“Quantitative convergence for displacement monotone mean field games of control”
Venerdì 30 Maggio 2025, ore 11:30 - Aula 2AB40 - Joe Jackson (Chicago)
Abstract
Mean field games of controls (MFGC) are mean field games in which players interact with each other through their controls, in addition to their states. MFGC provide a natural modelling framework in economics, where players (households, firms, etc.) often interact with each other through some macroeconomic variable (price, interest rate, etc.) which is determined by the distribution of the players’ controls (consumption vs. saving, production rate, etc.). Mathematically, the main novelty is the appearance of a fixed point equation on the space of measures, which is coupled with the usual equations of MFG theory. In this talk, I will discuss an ongoing joint work with Alpár Mészáros, in which we study the convergence problem for MFGC, i.e. the problem of rigorously justifying the connection between MFGC and the corresponding sequence of finite player games.

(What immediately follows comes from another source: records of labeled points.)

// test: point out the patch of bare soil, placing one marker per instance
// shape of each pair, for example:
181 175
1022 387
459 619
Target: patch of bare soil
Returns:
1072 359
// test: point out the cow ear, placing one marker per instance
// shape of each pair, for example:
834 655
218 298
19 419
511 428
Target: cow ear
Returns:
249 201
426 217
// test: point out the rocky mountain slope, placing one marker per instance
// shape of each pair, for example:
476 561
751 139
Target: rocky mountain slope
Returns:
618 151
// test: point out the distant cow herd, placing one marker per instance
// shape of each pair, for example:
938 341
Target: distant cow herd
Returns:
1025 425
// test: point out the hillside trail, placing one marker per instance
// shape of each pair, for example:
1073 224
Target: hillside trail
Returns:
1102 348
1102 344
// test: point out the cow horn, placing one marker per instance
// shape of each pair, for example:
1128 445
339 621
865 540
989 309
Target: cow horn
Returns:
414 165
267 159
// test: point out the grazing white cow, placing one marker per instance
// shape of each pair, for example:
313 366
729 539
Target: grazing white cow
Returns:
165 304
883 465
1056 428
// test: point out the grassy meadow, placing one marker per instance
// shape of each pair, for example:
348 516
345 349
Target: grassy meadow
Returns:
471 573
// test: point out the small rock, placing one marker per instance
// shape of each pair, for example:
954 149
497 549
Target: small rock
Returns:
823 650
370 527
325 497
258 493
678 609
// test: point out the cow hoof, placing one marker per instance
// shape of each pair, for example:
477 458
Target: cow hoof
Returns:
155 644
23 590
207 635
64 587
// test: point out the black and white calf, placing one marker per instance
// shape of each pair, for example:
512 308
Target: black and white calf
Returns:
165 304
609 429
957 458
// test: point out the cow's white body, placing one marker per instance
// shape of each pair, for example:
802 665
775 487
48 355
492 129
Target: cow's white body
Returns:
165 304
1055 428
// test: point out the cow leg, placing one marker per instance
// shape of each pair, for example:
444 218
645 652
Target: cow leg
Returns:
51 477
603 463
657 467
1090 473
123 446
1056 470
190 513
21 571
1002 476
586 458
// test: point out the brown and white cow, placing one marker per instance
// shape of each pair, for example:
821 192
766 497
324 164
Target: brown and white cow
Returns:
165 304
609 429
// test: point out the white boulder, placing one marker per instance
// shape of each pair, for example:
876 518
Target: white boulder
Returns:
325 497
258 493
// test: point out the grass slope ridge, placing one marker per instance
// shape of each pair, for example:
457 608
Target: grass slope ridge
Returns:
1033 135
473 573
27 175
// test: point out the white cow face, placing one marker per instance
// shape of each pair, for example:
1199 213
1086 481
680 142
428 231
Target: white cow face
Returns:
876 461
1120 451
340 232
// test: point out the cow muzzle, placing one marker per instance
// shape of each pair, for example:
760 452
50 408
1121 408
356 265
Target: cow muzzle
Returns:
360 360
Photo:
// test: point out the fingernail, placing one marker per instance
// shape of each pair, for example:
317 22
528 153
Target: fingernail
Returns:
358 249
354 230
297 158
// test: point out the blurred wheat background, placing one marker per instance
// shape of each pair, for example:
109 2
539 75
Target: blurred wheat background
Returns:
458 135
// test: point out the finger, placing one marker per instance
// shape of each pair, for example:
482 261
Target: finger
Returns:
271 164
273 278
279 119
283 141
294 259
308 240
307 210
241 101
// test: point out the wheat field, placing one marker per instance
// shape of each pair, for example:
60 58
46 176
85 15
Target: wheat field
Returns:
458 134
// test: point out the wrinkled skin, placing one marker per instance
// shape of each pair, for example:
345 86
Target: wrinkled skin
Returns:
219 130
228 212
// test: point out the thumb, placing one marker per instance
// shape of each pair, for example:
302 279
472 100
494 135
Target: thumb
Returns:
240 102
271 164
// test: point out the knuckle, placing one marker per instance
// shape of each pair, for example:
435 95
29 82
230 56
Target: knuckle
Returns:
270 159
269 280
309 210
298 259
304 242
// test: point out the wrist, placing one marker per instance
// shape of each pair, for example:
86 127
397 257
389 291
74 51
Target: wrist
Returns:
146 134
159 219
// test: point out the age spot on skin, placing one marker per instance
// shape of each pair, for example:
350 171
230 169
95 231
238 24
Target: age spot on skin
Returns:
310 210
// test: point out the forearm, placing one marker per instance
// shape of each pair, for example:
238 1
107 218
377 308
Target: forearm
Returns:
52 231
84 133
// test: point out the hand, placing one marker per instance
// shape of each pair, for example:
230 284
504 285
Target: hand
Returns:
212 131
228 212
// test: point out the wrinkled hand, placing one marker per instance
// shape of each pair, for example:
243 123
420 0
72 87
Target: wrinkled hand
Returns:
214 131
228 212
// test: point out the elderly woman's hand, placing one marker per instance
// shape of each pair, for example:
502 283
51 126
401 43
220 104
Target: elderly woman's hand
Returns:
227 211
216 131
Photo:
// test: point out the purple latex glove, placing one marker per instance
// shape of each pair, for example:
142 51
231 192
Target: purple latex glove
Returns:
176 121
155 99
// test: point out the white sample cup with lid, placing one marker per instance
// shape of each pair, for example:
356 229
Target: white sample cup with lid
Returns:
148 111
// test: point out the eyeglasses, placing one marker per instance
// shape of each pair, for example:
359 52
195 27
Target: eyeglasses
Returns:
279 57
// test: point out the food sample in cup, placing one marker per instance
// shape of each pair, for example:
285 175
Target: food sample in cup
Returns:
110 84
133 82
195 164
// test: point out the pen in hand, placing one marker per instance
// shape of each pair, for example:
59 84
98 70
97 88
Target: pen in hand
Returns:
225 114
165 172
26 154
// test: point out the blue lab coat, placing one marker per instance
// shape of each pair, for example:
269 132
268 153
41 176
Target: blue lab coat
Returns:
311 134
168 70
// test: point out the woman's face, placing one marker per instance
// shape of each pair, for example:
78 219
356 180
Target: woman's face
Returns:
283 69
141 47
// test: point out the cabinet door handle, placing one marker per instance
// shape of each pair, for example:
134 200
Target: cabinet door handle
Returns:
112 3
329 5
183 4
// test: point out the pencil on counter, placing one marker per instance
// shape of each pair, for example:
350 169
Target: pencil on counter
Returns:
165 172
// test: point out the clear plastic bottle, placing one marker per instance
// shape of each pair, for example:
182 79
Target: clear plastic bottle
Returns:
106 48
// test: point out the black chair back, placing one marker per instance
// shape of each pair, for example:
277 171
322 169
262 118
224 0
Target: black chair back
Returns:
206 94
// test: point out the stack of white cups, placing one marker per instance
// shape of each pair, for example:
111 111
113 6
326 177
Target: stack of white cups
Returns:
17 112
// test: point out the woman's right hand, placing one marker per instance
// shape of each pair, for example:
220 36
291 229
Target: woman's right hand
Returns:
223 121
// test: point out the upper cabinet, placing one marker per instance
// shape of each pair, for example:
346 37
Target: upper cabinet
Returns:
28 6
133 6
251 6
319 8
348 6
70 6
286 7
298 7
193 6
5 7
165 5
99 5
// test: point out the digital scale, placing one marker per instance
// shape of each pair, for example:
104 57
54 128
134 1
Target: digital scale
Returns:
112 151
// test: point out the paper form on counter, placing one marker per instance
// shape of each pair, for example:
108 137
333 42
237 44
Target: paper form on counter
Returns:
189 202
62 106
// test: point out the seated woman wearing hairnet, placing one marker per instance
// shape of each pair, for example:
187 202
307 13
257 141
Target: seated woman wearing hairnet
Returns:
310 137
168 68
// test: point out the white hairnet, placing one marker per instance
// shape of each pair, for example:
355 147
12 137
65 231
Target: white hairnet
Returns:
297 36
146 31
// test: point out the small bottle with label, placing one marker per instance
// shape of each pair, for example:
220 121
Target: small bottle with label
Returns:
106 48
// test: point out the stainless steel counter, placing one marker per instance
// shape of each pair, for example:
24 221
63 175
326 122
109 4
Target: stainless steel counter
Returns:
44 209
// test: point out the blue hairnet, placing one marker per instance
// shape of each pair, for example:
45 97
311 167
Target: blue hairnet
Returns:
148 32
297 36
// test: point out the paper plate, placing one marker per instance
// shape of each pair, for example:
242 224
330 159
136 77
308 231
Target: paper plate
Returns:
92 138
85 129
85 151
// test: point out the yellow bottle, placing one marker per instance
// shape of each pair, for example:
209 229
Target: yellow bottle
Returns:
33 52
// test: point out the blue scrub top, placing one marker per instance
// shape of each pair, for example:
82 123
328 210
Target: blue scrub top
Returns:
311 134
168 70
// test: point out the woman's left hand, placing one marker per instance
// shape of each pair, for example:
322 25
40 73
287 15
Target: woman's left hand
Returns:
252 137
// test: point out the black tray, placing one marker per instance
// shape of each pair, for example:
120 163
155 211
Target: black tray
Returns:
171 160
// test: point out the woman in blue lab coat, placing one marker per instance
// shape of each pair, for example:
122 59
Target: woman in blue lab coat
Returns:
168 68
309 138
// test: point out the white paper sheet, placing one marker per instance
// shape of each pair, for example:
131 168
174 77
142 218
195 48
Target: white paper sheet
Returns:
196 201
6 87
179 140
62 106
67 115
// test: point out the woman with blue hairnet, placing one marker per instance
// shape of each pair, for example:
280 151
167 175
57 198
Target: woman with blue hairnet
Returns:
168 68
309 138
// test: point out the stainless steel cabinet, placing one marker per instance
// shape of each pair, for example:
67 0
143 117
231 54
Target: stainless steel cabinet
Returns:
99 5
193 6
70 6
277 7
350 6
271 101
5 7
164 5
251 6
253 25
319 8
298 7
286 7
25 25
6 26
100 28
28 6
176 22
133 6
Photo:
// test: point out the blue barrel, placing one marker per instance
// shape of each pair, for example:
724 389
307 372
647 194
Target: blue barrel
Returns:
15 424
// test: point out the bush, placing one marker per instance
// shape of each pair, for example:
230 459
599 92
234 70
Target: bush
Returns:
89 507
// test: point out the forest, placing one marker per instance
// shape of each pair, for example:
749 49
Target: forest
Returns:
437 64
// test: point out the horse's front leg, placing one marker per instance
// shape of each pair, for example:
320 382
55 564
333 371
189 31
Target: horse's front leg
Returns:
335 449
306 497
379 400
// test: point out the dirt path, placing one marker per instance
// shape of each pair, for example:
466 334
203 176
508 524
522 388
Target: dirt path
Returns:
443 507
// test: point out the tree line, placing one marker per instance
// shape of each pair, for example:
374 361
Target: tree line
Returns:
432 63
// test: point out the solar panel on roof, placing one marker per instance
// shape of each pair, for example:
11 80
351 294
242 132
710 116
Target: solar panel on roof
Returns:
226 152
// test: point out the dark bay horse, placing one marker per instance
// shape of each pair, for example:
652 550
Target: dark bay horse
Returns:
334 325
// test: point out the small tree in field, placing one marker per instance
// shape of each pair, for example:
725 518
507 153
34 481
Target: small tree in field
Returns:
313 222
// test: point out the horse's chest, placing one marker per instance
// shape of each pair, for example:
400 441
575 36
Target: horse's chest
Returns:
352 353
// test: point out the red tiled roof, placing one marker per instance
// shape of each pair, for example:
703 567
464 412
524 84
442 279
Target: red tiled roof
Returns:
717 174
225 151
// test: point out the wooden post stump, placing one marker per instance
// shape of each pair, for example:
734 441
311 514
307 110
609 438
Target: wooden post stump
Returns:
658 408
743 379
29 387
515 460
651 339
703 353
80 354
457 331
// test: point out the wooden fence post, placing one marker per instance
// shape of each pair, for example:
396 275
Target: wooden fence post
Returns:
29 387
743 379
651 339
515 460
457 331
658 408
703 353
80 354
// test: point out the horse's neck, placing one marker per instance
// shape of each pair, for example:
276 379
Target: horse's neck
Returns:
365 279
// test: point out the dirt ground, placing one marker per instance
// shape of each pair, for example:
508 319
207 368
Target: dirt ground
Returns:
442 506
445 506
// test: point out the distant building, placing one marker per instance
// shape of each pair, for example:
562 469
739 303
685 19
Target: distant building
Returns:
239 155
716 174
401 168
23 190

Our main results provide convergence rates for the equilibria of the finite player games towards their MFGC limit as the number of players goes to infinity. Rather than analyzing the master equation (which seems to be quite challenging in the setting of MFGC), we first prove a convergence result for open-loop equilibria via “forward-backward propagation of chaos”, and then transfer this estimate to closed-loop equilibria by using some uniform in N estimates on the N-player Nash system.